Note that each device on the slide is distinct, not just by name, but also by form factor.
Traditional Desktop, with monitor, CPU box, keyboard and mouse. Laptop, with keyboard and touchpad. Tablet, now this has generally been used to mean a keyboard-less device like the iPad, but here, Microsoft is using it to mean a convertible, basically, a laptop with a touch scene that can be turned to become a tablet. Next of course, is the Slate, which most everyone else calls a tablet, no keyboard and obviously it would have a touch screen. Next is a Reader, and I am going to gloss over that for the moment, other than to note that it appears to be smaller than a slate, and used in portrait orientation, rather than landscape orientation, like the slate. Then we continue down the size spectrum to the smart phone, and finally finish up with a TV, which is already an important device for Microsoft when used with the XBox, though I and probably many others use our TVs as a second big screen monitor for watching Netflix, Hulu and movies.
What if Reader is just Microsoft-speak for 7" tablet?
Walk with me as we take a trip to Redmond.
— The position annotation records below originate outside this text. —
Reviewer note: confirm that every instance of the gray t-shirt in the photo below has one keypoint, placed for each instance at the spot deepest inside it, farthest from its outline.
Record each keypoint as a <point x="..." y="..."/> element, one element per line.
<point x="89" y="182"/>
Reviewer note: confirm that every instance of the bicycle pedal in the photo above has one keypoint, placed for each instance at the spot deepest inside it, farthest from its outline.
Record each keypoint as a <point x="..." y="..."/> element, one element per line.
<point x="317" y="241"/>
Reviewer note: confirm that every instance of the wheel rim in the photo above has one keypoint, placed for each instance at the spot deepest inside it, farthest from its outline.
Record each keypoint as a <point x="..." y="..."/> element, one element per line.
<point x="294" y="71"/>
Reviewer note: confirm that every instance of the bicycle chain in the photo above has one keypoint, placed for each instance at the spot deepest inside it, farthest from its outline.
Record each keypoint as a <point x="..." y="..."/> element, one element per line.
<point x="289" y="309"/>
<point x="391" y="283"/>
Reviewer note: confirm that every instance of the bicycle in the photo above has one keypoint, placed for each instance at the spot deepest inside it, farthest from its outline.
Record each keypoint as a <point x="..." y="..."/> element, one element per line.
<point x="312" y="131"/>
You are part of the Microsoft team, and you are planning for Microsoft's dominance across all platforms. You want Windows on everything, but there are going to be differences depending on hardware. We know that Windows 8 is going to run on a lot of this, and Metro on all of it. The TV will run Metro (that's the Windows Phone 7 and Windows 8 UI, by the way) either through an XBox, or some other TV box, or possibly even on the TV itself. Everything else is going to run Windows 8, or something based on the kernel, since Microsoft has already said that Windows Phone 8 will be based on the Windows 8 kernel and not on a Windows CE kernel.
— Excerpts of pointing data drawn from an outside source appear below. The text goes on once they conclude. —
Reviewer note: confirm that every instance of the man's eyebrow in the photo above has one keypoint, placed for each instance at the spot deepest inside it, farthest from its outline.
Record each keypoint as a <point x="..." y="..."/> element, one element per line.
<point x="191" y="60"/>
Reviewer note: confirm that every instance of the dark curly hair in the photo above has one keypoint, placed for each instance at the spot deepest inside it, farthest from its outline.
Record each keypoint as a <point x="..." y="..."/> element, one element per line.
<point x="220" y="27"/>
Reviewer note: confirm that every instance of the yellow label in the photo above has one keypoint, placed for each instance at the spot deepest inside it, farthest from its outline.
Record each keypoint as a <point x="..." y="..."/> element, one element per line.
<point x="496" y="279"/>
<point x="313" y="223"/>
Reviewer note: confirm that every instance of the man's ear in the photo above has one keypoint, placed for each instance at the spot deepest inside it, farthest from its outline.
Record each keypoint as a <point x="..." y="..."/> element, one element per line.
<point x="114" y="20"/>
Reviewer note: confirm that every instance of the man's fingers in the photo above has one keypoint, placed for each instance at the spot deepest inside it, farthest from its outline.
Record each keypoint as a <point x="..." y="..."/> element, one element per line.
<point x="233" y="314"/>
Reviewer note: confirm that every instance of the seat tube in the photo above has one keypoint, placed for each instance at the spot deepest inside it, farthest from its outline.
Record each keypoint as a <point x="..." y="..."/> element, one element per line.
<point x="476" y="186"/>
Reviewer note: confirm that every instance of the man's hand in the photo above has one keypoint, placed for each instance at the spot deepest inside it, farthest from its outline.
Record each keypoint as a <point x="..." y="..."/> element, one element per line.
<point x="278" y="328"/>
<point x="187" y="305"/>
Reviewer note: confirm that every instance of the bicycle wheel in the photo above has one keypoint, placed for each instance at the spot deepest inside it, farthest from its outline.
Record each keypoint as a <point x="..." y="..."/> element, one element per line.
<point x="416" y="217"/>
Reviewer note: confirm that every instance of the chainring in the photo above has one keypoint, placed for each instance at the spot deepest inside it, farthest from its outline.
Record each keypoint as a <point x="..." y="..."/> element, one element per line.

Desktops, Laptops and convertible tablets will all run Windows 8, at least if they are Intel based, and if they are based on ARM, then they run Windows on ARM (WOA). So, why separate Slates from Readers? Well, one reason could be usage, and that is what is discussed in the original article. Windows on dedicated eReaders.
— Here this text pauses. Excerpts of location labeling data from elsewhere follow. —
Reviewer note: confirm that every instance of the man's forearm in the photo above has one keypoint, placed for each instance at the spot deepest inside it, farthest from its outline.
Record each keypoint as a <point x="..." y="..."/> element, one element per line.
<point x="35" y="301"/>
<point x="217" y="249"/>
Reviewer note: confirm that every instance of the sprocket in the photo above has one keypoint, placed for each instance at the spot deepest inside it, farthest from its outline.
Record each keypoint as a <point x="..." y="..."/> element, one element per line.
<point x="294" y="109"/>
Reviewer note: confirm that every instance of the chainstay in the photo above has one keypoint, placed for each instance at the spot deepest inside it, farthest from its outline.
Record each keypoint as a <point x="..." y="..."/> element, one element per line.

But, I have another idea. What if Readers are just small tablets, say tablets with screens 7" and smaller? If they are going to run a different variant of Windows, then they would need to be differentiated on the slide. We already know there will be two versions of Windows 8, one for Intel and one for ARM, so why not a potential third variant, Windows Reader (because of the name on the slide and for want of a better name for the moment). Maybe, it would be a version of Windows Phone 8 optimized for the larger screen. Or maybe it could be WOA with a few features stripped out.
Will the legacy desktop be any real use on a 7" screen? What about a Reader version of WOA with the legacy desktop stripped out of it? So far, there are at least two Reader apps in the Windows 8 store, Kindle and Kobo. What if the "Reader" won't be a dedicated eReader, but just a small tablet? Maybe Microsoft will let OEMs tweak the UI to focus in on their reader app, but maybe Microsoft just sees 7" tablets as being something that doesn't need the full power of legacy Windows.
I don't have any special insights or sources at Microsoft, and I doubt that any of them are going to be talking at the moment, so this is just speculation...but it does make for interesting thinking.